Mi derecho a la melancolía es heredado, porque, según mi abuela, en esta vida hay que elegir. Ella no podía soportar a la gente que protestaba del frío… y del calor. Ella protestaba del frío, pero, cuando hacía calor, lo disfrutaba y punto. Del calor no le importaba que alguien protestase, siempre y cuando ante el frío le dejase quejarse a ella. Esa equidad la llevo en la sangre y pierdo la paciencia con la gente que se apunta al lloriqueo por una cosa y también por la contraria. (Véase el tío de antes.)
Sin embargo, por suerte para la paz conyugal, tengo la pretensión de haber superado a mi abuela, con permiso de mi amigo Álvaro de Silva. Una vez recordaba que don Álvaro d’Ors nos instaba a mejorar a nuestros mayores mediante un “amor perfectivo”, esto es, que, queriéndolos mucho, tuviésemos el afán de aventajarlos en algunas cosas. Tendríamos así el orgullo de pertenecer a una estirpe que contribuíamos a mejorar. Silva, al oírmelo, dio un respigo de dos palmos de alto. No me contradijo, pero ya entendí yo que pedirle a él que mejorase a sus ancestros era pedirle lo excusado. Luego, cuando le pregunté por el vertiginoso respingo, me lo confirmó.
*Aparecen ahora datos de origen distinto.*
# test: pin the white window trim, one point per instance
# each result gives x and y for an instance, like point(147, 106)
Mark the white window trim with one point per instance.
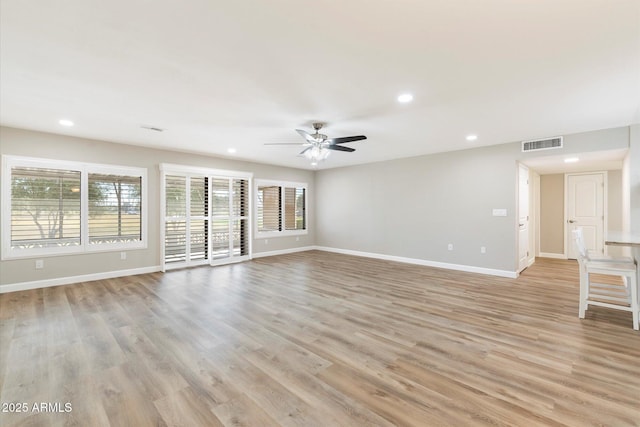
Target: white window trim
point(282, 185)
point(9, 161)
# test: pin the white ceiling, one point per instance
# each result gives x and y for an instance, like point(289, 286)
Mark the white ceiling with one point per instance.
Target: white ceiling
point(219, 74)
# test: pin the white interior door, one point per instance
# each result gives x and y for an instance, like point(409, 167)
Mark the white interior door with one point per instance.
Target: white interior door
point(523, 217)
point(585, 209)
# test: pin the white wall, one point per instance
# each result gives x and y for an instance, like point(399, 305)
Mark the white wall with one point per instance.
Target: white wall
point(413, 208)
point(634, 178)
point(44, 145)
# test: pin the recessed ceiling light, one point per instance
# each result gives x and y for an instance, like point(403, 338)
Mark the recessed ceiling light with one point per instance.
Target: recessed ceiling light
point(405, 97)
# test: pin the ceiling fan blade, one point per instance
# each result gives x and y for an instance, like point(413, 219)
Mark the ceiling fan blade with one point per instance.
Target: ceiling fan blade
point(304, 151)
point(285, 143)
point(346, 139)
point(340, 148)
point(306, 135)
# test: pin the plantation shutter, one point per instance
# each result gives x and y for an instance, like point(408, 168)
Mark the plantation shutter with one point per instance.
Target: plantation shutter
point(269, 215)
point(240, 217)
point(115, 208)
point(175, 238)
point(294, 208)
point(220, 218)
point(198, 218)
point(45, 207)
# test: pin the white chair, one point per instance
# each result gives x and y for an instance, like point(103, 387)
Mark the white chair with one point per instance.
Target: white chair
point(619, 297)
point(577, 234)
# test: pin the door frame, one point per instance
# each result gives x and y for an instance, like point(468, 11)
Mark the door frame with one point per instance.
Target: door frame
point(605, 208)
point(533, 218)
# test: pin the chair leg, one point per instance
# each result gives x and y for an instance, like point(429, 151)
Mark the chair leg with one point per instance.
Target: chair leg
point(635, 310)
point(582, 306)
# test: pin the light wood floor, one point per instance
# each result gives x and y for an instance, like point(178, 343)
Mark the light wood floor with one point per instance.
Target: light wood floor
point(320, 339)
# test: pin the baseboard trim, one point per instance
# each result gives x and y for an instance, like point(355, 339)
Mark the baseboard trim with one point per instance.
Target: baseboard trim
point(47, 283)
point(550, 255)
point(283, 252)
point(426, 263)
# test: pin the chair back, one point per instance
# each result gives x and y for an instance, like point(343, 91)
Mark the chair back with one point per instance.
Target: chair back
point(578, 238)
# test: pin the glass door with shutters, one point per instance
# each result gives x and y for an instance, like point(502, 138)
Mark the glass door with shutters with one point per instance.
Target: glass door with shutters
point(206, 219)
point(230, 219)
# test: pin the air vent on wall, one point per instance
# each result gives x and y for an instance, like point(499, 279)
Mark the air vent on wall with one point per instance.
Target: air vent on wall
point(542, 144)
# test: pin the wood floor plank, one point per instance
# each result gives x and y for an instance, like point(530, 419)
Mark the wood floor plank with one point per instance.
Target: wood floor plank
point(317, 338)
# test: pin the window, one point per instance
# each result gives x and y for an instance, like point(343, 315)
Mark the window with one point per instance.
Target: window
point(55, 207)
point(205, 216)
point(281, 208)
point(115, 205)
El caso es que yo, peor que mi abuela, porque sí que protestaría por todo, he encontrado un modo de aplicar el amor perfectivo. Se trata de alterarme el calendario. En verano, rememoro la soledad de invierno, y entonces me alegro muchísimo entre la turba copiosa de los alegres veraneantes. Y ahora, cuando se van, con el reloj del alma retrasado, pienso en los atascos y las colas, y disfruto un poco, lo confieso en voz baja, de la nueva paz, aunque no mucho: añorándolos ligeramente. Encima, son tan buenos los veraneantes, que los de Jerez y de Sevilla, incluso los de Córdoba, aún vendrán bastantes fines de semana, para que –como una descomprensión– no suframos el choque de repente.